ABOUT
MY DOG TULIP
MY DOG TULIP, the celebrated novel by J.R
Ackerley, is being made into a full length animated feature
by producers Norman Twain, Howard Kaminsky and Frank Pellegrino.
Deanna Deignan will serve as co-producer and Allison Powell
as coordinating Producer.
The film is financed independently and will be completed in August of 2008.
MY DOG TULIP
is animated by Paul and Sandra Fierlinger who have been
closely associated with PBS’ adult animation fare for the
past 15 years, providing primetime TV specials such as Drawn
from Memory (Best TV Feature Film at Annecy, France 1995),
Still Life With Animated Dogs (2001) and A Room Nearby (2004);
both recipients of the prestigious Peabody Award.
Paul Fierlinger is the film’s director, screen writer and sole animator; Sandra is his background and image painter. They both draw and paint on a Wacom tablet, using the 2D animation software Mirage by Bauhaus.
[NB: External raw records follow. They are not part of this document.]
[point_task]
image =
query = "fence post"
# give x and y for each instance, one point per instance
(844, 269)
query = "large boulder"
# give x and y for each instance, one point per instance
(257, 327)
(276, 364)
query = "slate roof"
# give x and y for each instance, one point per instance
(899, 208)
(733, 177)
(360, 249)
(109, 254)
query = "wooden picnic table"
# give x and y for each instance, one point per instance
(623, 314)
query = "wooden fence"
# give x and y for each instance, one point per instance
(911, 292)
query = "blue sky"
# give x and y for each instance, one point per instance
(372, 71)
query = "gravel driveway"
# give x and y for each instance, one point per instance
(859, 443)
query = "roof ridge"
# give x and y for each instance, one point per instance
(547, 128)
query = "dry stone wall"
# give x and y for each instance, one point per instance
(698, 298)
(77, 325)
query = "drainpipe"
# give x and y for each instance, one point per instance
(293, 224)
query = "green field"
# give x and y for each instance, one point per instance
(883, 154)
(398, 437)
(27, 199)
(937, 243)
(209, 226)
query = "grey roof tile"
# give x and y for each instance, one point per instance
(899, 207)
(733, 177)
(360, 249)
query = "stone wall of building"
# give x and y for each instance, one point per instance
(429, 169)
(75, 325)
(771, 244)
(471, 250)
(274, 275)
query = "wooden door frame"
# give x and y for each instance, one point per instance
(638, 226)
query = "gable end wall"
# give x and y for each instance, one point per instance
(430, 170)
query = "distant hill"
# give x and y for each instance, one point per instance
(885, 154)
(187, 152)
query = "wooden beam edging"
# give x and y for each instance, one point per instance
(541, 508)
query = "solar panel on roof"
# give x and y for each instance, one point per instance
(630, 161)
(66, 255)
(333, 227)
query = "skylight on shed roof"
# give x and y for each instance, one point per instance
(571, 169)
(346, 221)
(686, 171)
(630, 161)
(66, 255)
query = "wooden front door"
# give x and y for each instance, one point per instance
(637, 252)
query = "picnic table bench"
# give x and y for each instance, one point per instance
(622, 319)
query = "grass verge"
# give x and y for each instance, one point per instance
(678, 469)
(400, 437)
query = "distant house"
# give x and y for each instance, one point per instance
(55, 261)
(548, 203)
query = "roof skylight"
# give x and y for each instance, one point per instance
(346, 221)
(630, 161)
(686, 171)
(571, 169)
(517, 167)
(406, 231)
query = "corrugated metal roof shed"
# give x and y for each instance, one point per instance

This film will be the first animated feature ever to be entirely hand drawn and painted utilizing paperless computer technology.
Christopher Plummer, Lynn Redgrave, Isabella Rosselini,
Brian Murray, Paul Hecht, Peter Gerety, and Euan Morton
provided the voices for the full-length animated feature,
which had to be recorded before the animation could proceed.
MY DOG TULIP
began voice recording AUGUST 16th, 2006 in New York City
and has been in production since May 16, 2006.
The original music score and sound design is the work of John Avarese who has been the composer of all Fierlinger
productions for the past 12 years.
J.R Ackerley, the book’s British author and distinguished man of letters, hardly thought of himself as a dog lover when, in middle age, he came to adopt an Alsatian bitch, he named Tulip. To his surprise, she turned out to be the love of his life, the ideal companion he had been searching for in vain for years.
MY DOG TULIP
is a bittersweet retrospective account of their fourteen-year
relationship. In vivid and sometimes startling detail, the
film shows Tulip’s often erratic behavior, canine tastes,
and Ackerley’s determined efforts to ensure an existence
of perfect happiness for Tulip.
MY DOG TULIP
was originally published in England in 1956. It is now published
in this country by the New York Review of Books in their
Classics Series and is the series’ best selling book.
“This is a profound and beautiful love story. It just happens to be between a man and his dog” said producer Howard Kaminsky.
“It certainly is all that,” said producer Norman Twain, “but it’s also an account of the complexity of all human relationships with the inherent tendency of each one of us to desire everyone else to be as we are.”
While most animation is for children, this film is being directed toward the adult sensibility.